En experimentos de laboratorio y la observación de casos, psicólogos y sociólogos determinaron que, cuanto mayor es la cantidad de personas que observan un evento dramático, menor es la posibilidad de que presten auxilio. La literatura científica señala que a medida que aumenta el número de espectadores, cada persona percibe el accidente como poco grave, o considera que no es su responsabilidad intervenir, o estima que son otros los más capacitados para solucionar el problema.

Lo interesante es que estas actitudes no son conscientes: no es que las personas tomen una decisión reflexiva de no participar. Parecen ser reacciones instintivas, mecánicas, rápidas. Se presentan espontáneas y naturales e implican poco esfuerzo y poco consumo de energía cerebral. Ante situaciones inesperadas este sistema “automático” toma el comando de nuestra capacidad decisoria. Y pueden hacernos pasar de largo ante un anciano caído en la calle. Y así como de manera rápida y “sin pensar” ayudaríamos a alguien cuando sólo nosotros lo vemos en riesgo, de la misma manera y en una situación idéntica, “sin pensar” somos indiferentes si hay otros.

Las Ciencias del Comportamiento y cómo pensamos que pensamos

Ante estos eventos, las reacciones son las del amigo del fotógrafo, o la de cualquier argentino ante lo que le pasó a Fernando en Pinamar, o la de la opinión pública con el homicidio de Katty: “Pero que gente HDP, cómo no ayuda”. El “efecto espectador” nos parece sólo una explicación intelectualizada para lavar nuestra conciencia: las personas son grandes, capaces, y deben responder por las decisiones que toman.

Sin embargo, más allá de los dilemas morales ineludibles, las Ciencias del Comportamiento nos ayudaron a comprender el por qué y a darnos cuenta de que este análisis que parece tan sencillo y directo se basa en algo que no siempre sucede: no es cierto, en la práctica, que las decisiones sean siempre producto de una reflexión consciente y pausada. Y que se evalue toda la información disponible y que, luego de analizarla, se elija ir hacia un lado o hacia el otro. El típico ejemplo de este patrón decisor racional es el “homo economicus” de los modelos económicos tradicionales que los teóricos comportamentales cuestionan. Ellos pudieron determinar que en algunos casos priman decisiones como las del “efecto espectador”, que nos hacen resolver rápida y automáticamente, en vez de lenta y “racionalmente”. 

Tanto éxito tuvo esta refutación de los modelos clásicos, que no sólo sus sostenedores ganaron los premios Nobel de Economía de los años 2002, 2017 y 2019, sino que ya hay más de 400 unidades estatales de Ciencias del Comportamiento en todo el mundo (Argentina tiene una desde Julio de 2021).

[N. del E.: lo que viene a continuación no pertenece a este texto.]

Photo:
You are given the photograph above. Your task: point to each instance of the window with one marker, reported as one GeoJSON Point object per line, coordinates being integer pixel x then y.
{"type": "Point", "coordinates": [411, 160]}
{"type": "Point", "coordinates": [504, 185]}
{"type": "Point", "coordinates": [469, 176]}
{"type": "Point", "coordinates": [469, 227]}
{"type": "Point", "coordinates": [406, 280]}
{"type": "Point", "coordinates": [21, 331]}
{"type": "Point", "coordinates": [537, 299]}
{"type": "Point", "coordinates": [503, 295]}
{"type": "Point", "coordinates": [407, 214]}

Estos equipos tratan de sistematizar esas decisiones rápidas e instintivas, para formular políticas públicas que respondan a cómo pensamos en realidad, más que a cómo “pensamos que pensamos”. Es decir, ver qué sucede desde un punto de vista práctico para tratar de mejorar nuestros comportamientos, fuera de toda teorización de cómo deberíamos actuar si nos castigan o nos dan incentivos económicos.

Por ejemplo, en el caso del “efecto espectador” en vez de promover la indignación general sobre lo mala que es la gente, el Estado puede advertir y hacer conocer que este efecto existe, para estar atentos y tomar la responsabilidad de actuar si algo pasa y no esperar a que otro intervenga. Y si somos víctimas, no gritar pidiendo ayuda en general sino señalar a alguien para que se sienta interpelado a darnos una mano. 

Pero tengámoslo presente: siempre debemos sobreponernos a nuestra reacción automática, y acudir en auxilio de quien nos necesita. Eli Wiesel, pensador estadounidense, y profesor de Boston University, Premio Nobel de la Paz de 1986, sobreviviente de los campos de concentración nazi, ha dicho: “Lo que más duele a la víctima no es la crueldad del opresor, sino el silencio del espectador”.